In that regard, she noted that the purchase of S-400s presents “yet another example of such tactical convergence.”
Turkey’s quest to acquire long-range air defense systems goes back to the early 2000s. The crippling financial crisis of 2001 prompted Turkish authorities to scrap all expensive military procurement plans and forced them to shelve the idea. In addition, the demand of the new Justice and Development Party (AKP) under Mr. Erdogan’s leadership for technology transfer and joint production caused delays in Turkey’s talks with international firms.
In the early 2010s, the issue resurfaced on Turkey’s agenda in the aftermath of the Arab Spring and the outbreak of war in Syria and Iraq.
In 2013, Turkey struck an air defense system deal with a Chinese company to the chagrin of NATO. The planned $3.44 billion program fell apart two years later under tremendous pressure from the U.S. However, similar warnings failed to deter Turkey from finalizing the agreement with Moscow last week.
A NATO official told The Globe Post that it is up to member countries to decide what military equipment they buy.
“What matters for NATO is that the equipment Allies acquire is able to operate together. Interoperability of our armed forces is fundamental to NATO for the conduct of our operations and missions,” the official said, noting that the alliance has not been informed of any of the details of the deal.
Stephen J. Flanagan, a senior political scientist with RAND Corporation, told The Globe Post that if the S-400 deal is consummated, it will further strain Turkey’s relations with the United States and other NATO allies.
He said Mr. Erdogan has rebuffed pleas from allies to seek an air defense system that would be interoperable with other NATO capabilities in an effort to demonstrate Turkey’s independence in choosing it arms suppliers.
“Militarily, the S-400 is unlikely to be interoperable with other NATO systems, thereby diminishing the integration of Turkey’s overall air defense system within the alliance,” Mr.
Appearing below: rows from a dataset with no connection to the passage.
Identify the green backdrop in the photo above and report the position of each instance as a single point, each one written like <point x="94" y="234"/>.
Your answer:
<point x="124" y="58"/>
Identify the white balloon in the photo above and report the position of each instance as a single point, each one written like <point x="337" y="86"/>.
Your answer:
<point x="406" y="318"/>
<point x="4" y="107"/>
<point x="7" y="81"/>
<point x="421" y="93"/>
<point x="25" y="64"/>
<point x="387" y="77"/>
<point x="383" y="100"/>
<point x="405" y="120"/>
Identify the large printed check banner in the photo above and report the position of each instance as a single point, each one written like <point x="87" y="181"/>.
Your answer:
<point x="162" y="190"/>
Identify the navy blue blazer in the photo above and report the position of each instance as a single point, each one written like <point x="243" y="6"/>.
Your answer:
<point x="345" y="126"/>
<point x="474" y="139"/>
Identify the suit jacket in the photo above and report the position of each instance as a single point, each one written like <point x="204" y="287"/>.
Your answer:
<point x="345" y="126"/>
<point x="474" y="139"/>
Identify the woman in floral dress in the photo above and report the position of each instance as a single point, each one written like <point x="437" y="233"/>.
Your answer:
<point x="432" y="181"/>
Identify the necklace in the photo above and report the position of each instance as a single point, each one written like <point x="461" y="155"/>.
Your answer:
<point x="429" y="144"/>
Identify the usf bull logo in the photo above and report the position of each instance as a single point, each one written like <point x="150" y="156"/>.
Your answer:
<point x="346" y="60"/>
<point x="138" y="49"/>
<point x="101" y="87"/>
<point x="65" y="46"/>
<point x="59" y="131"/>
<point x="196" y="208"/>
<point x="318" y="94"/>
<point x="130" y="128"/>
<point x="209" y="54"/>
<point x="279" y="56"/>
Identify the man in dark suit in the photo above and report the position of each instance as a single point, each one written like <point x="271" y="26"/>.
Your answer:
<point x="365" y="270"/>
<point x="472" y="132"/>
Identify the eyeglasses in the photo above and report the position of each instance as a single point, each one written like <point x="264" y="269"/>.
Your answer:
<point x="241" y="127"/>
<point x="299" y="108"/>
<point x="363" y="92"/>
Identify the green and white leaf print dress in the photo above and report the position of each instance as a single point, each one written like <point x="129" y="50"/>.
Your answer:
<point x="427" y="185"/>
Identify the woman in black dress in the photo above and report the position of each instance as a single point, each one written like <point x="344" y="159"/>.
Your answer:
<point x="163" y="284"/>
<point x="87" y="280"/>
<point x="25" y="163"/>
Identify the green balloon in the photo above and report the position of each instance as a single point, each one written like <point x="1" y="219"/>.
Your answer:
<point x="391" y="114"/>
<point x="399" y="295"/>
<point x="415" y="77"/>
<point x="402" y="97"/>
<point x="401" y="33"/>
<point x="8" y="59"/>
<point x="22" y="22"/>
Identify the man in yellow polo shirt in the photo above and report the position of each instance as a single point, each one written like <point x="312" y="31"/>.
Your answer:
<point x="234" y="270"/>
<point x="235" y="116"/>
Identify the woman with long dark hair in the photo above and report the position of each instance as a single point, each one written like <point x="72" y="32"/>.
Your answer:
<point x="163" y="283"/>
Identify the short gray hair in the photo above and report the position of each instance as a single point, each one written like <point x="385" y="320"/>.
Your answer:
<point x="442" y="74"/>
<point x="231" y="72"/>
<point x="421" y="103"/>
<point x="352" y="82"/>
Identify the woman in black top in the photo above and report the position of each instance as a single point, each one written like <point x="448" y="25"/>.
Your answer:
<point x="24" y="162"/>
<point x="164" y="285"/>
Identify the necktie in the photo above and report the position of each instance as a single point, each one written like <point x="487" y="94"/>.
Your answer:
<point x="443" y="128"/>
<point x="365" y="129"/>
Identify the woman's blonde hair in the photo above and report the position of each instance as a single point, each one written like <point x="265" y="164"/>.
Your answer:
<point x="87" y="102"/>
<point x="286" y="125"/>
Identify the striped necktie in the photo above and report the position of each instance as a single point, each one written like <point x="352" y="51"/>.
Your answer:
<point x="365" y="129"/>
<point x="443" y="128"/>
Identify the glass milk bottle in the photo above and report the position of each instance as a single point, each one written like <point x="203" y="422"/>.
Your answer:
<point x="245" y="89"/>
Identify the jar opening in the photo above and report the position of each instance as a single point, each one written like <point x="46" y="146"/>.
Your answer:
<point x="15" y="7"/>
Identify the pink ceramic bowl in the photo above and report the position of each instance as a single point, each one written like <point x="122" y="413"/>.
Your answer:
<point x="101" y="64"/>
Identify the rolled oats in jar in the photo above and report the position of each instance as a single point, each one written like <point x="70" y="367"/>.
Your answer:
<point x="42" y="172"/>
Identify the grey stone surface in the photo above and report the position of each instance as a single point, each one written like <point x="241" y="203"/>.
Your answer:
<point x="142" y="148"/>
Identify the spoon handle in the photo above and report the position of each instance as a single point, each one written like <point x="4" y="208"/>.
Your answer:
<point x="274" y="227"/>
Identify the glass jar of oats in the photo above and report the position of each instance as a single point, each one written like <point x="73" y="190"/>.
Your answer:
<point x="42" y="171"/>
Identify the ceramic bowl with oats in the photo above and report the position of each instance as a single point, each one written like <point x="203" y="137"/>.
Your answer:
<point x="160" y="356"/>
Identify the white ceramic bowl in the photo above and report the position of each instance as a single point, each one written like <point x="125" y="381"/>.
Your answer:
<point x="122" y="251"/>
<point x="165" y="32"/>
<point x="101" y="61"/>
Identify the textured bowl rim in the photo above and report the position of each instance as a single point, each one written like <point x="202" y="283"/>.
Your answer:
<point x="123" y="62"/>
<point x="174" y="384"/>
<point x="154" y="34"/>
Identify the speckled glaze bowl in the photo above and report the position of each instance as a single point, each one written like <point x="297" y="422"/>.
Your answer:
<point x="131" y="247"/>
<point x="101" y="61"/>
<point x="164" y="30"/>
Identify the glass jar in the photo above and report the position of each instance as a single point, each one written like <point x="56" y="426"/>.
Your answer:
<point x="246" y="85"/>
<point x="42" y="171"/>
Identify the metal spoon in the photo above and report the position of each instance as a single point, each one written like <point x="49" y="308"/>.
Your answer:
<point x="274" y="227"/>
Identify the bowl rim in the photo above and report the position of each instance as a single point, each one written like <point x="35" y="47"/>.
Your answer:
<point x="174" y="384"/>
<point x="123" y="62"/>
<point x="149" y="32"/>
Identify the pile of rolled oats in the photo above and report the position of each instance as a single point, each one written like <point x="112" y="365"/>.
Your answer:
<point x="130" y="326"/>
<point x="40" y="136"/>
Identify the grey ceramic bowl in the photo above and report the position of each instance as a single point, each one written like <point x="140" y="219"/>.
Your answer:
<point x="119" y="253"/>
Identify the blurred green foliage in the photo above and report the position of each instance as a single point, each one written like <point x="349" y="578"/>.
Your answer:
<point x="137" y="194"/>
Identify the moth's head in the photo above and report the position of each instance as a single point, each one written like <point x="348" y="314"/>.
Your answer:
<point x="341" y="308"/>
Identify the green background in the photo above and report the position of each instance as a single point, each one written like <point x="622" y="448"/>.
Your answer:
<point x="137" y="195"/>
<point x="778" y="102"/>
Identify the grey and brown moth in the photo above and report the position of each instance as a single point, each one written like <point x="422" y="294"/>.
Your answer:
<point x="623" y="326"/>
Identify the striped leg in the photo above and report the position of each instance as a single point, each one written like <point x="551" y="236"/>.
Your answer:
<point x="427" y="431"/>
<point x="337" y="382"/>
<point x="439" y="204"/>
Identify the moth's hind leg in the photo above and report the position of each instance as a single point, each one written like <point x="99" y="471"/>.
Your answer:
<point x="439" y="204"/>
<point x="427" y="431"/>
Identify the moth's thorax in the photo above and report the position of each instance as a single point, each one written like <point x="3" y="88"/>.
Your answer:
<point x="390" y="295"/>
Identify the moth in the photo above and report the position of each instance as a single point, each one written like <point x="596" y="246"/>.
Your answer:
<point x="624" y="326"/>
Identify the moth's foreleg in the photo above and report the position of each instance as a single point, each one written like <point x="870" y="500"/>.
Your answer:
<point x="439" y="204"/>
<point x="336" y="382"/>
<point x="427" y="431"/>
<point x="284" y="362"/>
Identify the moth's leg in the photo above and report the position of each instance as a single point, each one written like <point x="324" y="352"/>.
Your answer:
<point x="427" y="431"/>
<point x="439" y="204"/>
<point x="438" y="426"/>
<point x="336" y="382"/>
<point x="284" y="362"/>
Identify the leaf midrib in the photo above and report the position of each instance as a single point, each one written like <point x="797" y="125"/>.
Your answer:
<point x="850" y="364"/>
Flanagan noted.
“However, allies are certain to have technical and security concerns with trying to integrate the S-400. The deal is also inconsistent with a 2016 agreement among NATO members to eschew acquisition of Russian weapons systems,” he added.
According to Mr. Flanagan, the deal, terms of which have not been made public, is driven heavily by political, trade and defense industrial considerations.
“The Russians may have promised the Turkish government certain technology sharing and co-production arrangements. It also advances Erdogan’s and Putin’s mutual goal of expanding bilateral trade,” he said.
For Mr. Flanagan, the deal is a win for Russia, but a risky gambit for Turkey.
It does not alter the fact that Russia still poses security challenges for Turkey, be it in Syria or the Black Sea, the two areas where the countries have conflicting interests that limit lasting cooperation.
“Most senior Turkish officials seem to remain wary of Russia’s military capabilities and intentions in Syria and the Black Sea region and know that membership in NATO is the country’s best security guarantee,” Mr. Flanagan said.
The missile agreement will, he noted, try the patience of the allied leaders who may further question Turkey’s long-term direction as it seeks to balance its membership in NATO with its interest in deepening ties with Russia.